Gilchrist is of opinion that the original designs were a little marred—lost somewhat in expression and drawing in transference to the wood; but Mr. Laurence Binyon, who has lately studied them closely, and has reproduced them with admirable truth, holds a different opinion. He writes, “Blake’s conceptions in these illustrations did not take their final form in the drawings; they were only fully realized on the block itself. Hence they have the character of visions called up as if by moonlight out of the darkened surface of the wood, and seem to have no existence apart from it.”

They instance the power Blake had in a remarkable degree of concentrating in a few types the essence of his subject. In these blocks it is pastoral life—flocks feeding in lonely stretches of country, the still peace of hills, the might of tempest—that he concentrates and expresses by the roughly executed but exquisitely felt little scenes which are the consummation of his insight into the large natural life of the earth.

BLAKE’S WOODCUTS, FROM HIS OWN DESIGNS, TO PHILLIP’S “VIRGIL’S PASTORALS.” 1821

Blake did in these woodcuts, what he could never have achieved, had he sought to do so, in any other of the branches of art practised by him,—namely, he gave truthful because extremely simple impressions of Nature as she appears in her rarer moods. Master as he was of linear design, he was too neglectful of tonic values to interpret with any delicacy the effects of landscape in water-colour or engraving. But here, the very nature and limitations of woodcutting, its necessary economy of means, enabled him for once to express effectively and adequately his great simple generalized impressions.

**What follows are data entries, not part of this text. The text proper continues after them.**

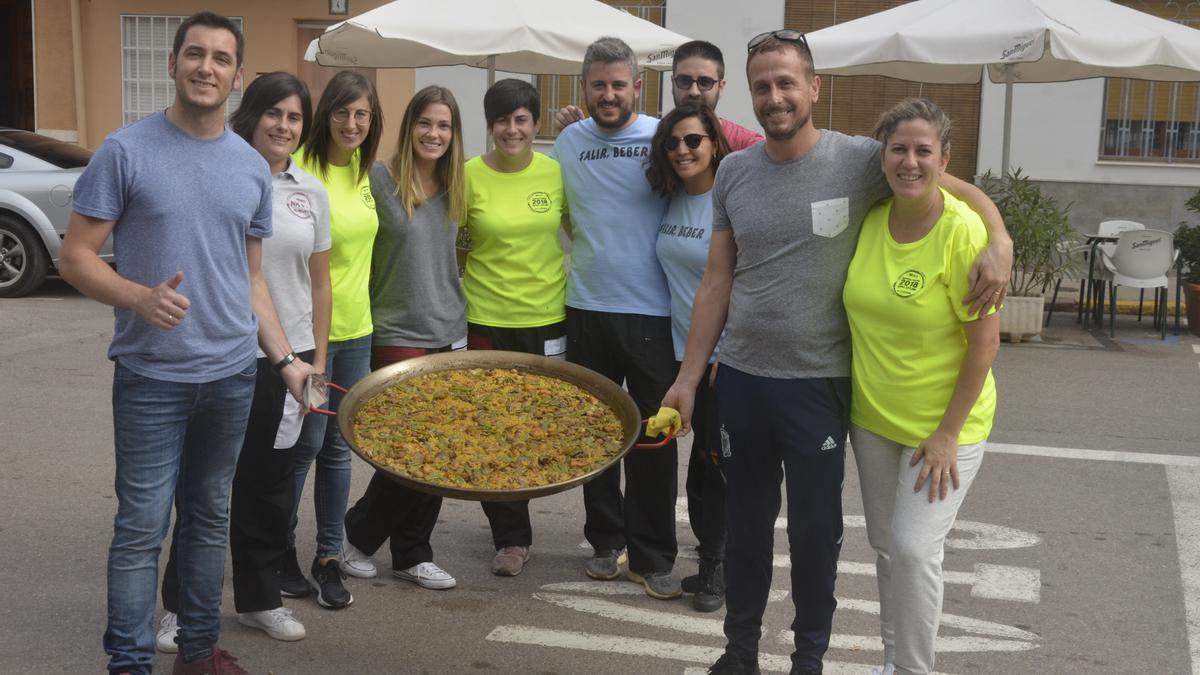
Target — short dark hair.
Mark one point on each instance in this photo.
(209, 19)
(660, 173)
(343, 89)
(262, 95)
(509, 95)
(702, 49)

These pregnant suggestions of his induce a mood sympathetic with the deeper and subtler chords of pantheism.

In one of the most beautiful, but at the same time one of the simplest of the blocks, all the witchery and solemn charm of a remote pastoral neighbourhood is represented in a few typical rural images.

A solitary traveller journeys along a road winding deep between hills, in the last beams of the setting sun. Blake has endowed this darkened landscape with I know not what suggestions of watchful intentness. The wayfarer in some mysterious manner is in its power!

Hands unseen
Are hanging the night around him fast.